Bug 30 - Files & Places
Summary: Files & Places
Status: ASSIGNED
Alias: None
Product: Varia
Classification: Unclassified
Component: Flow (show other bugs)
Version: unspecified
Hardware: PC Linux
: P1 normal
Assignee: Werner Van Belle
URL:
Depends on: 49 46 47 48 50
Blocks: 31
  Show dependency tree
 
Reported: 2007-09-23 16:14 CEST by Werner Van Belle
Modified: 2007-09-30 11:17 CEST (History)
0 users

See Also:


Attachments

Note You need to log in before you can comment on or make changes to this bug.
Description Werner Van Belle 2007-09-23 16:14:34 CEST
is necessary before a transition can start working on the data
Comment 1 Werner Van Belle 2007-09-30 10:32:43 CEST
Three options for getting files
- simply copy the named file; then we don't know the content of a place
- execute a script at the place to retrieve/create the dataview on the fly
Putting data:
- add delete, overwrite a file at the destination place.

We need the ability to
- retrieve a named filed
- list the files available
- put a new file at the destination
- add a new file
- delete a file

we can use the filesystem for this, but we need a set of commands to provide all these functions. How can we know that a specific filename doesn't exist yet ?

We cannot write into a file since that does not work in a distributed environment. Opening a file is only possible when we retrieved it first. So we have
Get
Put
Del

We need a method to make sure that incoming files do not collide. This can be done by adding a prefix or postfix to each file. This postfix must be provided as

Get <zone> <target> <files>
Put <zone> <target> <files>
Del <zone> <file>

To obtain the list of files or specific indices we can use
List <zone> 

We already have a command that stores files in a non-duyplicate manner. This is a good thing, because we might be able to store the content of places there automatically. So instead of working with files as such we work with numbered files and these file numbers can be retrieved from a central place. That system is probably more viable. 

a source place basically manages the incoming files from time to time and will list them in specified directories. These can then be used to retrieve a file or store a file. 
Comment 2 Werner Van Belle 2007-09-30 10:59:06 CEST
When we put a file into a place we have the problem that we can no longer uniquely define the file and thus we are not able to detect changes. The best method to solve this problem is to assign a unique number to all files available in the system. When we then put a new file into place, it has its unique number anyway, and thus we can detect change.
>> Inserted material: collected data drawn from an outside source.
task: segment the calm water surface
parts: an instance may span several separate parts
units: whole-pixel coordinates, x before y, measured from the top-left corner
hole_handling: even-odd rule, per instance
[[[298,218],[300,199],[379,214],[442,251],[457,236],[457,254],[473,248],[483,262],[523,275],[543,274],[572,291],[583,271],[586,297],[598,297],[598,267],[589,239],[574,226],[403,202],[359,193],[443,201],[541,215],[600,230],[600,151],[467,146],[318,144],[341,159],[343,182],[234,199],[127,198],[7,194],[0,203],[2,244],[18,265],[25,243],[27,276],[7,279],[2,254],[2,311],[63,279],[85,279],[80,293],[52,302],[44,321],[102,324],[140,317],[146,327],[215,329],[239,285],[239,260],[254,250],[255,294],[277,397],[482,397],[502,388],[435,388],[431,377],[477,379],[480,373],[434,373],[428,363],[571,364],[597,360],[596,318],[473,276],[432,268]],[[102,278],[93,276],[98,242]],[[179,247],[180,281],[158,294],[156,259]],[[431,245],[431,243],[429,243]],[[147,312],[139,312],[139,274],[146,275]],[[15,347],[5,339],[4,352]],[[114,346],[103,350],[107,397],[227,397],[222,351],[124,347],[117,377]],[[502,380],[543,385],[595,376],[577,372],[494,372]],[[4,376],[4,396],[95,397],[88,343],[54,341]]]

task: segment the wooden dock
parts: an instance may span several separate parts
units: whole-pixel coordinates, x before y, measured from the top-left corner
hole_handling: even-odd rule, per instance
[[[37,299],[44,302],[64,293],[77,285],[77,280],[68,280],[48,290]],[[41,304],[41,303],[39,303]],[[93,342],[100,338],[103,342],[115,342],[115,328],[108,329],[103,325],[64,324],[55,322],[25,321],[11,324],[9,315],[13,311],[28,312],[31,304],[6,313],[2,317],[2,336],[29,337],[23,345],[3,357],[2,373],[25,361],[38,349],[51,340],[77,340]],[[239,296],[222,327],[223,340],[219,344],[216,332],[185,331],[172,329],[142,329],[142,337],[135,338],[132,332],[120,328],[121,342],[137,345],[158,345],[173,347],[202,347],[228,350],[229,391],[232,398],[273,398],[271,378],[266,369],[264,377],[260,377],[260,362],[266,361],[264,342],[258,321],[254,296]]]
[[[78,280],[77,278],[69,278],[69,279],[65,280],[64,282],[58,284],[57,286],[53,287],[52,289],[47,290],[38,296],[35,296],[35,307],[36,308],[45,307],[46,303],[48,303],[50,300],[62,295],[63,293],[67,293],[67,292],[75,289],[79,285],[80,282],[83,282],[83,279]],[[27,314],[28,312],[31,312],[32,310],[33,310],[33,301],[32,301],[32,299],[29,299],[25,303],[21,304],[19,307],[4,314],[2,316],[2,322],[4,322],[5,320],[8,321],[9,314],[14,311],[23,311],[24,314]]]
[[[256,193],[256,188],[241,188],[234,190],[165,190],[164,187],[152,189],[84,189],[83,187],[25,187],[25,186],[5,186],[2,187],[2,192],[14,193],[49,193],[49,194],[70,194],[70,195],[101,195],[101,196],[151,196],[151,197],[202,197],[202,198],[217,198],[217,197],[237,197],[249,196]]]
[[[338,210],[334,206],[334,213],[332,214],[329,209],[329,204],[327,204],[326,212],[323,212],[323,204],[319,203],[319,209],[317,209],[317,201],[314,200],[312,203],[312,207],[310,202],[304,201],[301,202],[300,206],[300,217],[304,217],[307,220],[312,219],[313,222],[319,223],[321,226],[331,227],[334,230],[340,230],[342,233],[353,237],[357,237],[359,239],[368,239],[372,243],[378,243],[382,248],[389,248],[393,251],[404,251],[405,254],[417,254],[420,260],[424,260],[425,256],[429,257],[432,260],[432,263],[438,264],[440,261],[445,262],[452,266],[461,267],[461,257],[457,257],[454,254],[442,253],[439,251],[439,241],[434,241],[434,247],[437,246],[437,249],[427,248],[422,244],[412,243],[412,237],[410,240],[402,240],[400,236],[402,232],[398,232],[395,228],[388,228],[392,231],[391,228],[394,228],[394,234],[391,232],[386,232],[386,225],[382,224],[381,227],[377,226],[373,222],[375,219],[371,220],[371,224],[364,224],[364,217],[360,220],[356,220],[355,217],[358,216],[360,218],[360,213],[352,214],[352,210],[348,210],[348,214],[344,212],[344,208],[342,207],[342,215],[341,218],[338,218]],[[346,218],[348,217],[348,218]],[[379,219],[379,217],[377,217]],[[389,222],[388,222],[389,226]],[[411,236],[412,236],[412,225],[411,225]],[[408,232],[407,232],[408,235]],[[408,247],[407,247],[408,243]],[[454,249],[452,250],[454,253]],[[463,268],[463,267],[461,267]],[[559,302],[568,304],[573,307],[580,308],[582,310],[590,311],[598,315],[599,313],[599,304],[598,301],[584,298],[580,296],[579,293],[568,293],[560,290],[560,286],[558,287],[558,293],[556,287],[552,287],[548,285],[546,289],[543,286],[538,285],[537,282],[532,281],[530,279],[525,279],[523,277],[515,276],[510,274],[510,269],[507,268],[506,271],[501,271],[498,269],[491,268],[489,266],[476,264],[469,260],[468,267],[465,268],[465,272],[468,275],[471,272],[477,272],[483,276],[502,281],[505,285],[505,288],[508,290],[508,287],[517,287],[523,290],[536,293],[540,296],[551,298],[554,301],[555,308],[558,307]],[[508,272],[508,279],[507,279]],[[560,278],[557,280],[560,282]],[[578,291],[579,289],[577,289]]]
The problem with unique file numbers is that they must be global; and garbage collectible. Files we want to keep should have a specific name. We still have the old source of course which can take a file place it in a store somewhere and the either link, copy, or scp the file. If we place it at the target we also imediatelly have its overall identifier. 

A file can 
- be in the system or not (have a unique number associated)
- imported into the system (will receive a unique number)
- retrieved from the system (will create a link on disk to the specified file)

This does not work in a distributed system
- multiple file systems make this difficult
- multiple computers make it difficult to associate each file uniquely with its content

The bottomline is tahta we need the ability to detect changes in a file; this means that they need to have a version number; which again implies that each place is a store that keeps track of its content in a different manner. The store itself can be located anywhere in the hierarchy, 

A- create an import command for each listed file
B- create a place-ls command that will return all the listed files and their unique number
C- create a put command that will add files to places
D- When we update a place we should issue an update command on that new files can be imported. 
E- this requires a priority for each command. Those with higher priority must be executed first. It will of course help to trigger an update on <placezone>/contentchanged instead of on the place itself.